PackedArraySIMD is a PackedArray variant that makes use of SSE2 or NEON instructions.

Going SIMD processes integers 4 by 4 but imposes an interleaved layout in the storage buffer.

PackedArraySIMD interleaved layout, 13 bits per item:

b0 b1 b2 b3 ...
i0 i4 i8a i1 i5 i9a i2 i6 i10a i3 i7 i11a i8b ...

As a consequence, the data layout of PackedArraySIMD isn't compatible with its non SIMD counterpart. In other words, you cannot use PackedArray to unpack data packed with PackedArraySIMD or the other way around.

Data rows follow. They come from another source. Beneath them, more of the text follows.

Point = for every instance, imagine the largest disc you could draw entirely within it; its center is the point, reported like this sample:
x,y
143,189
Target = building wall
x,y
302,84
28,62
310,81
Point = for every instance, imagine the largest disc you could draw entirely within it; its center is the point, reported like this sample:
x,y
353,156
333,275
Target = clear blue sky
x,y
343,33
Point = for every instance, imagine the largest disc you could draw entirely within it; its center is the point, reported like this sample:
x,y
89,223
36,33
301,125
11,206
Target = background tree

It is also worth noting the implementations of PackedArraySIMD_pack and PackedArraySIMD_unpack require more plumbing than their non-SIMD counterparts. Additional computations are needed to find out and adjust a data window that can be processed 4 by 4 with SIMD instructions.

PackedArray and PackedArraySIMD are released under the WTFPL v2 license.

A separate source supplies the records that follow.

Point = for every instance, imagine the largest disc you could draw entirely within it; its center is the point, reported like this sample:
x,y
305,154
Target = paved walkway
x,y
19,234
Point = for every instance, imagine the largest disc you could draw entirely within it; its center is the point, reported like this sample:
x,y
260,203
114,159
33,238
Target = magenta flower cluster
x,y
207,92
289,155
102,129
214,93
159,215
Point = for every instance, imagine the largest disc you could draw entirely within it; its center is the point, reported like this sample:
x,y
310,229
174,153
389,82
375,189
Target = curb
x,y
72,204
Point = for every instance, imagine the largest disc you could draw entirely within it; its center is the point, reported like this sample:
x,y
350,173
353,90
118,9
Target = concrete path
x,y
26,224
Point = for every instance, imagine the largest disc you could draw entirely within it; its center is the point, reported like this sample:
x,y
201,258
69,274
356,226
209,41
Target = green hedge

For more information, see the PackedArray announcement on my personal website.

Why?

PackedArray is designed as a drop-in replacement for an unsigned integer array. I couldn't find such a data structure in the wild, so I implemented one.

Instead of writing:

uint32_t* a = (uint32_t*)malloc(sizeof(uint32_t) * count);
...
value = a[i];
...
a[j] = value;

You write:

PackedArray* a = PackedArray_create(bitsPerItem, count);
...
value = PackedArray_get(a, i);
...
PackedArray_set(a, j, value);

The PackedArray_computeBitsPerItem helper scans a uint32_t array and returns the number of bits needed to create a PackedArray capable of holding its content.

There are also PackedArray_pack and PackedArray_unpack that operate on several items in a row. Those two could really have been named PackedArray_write and PackedArray_read but I decided "pack" / "unpack" conveys better something is happening under the hood.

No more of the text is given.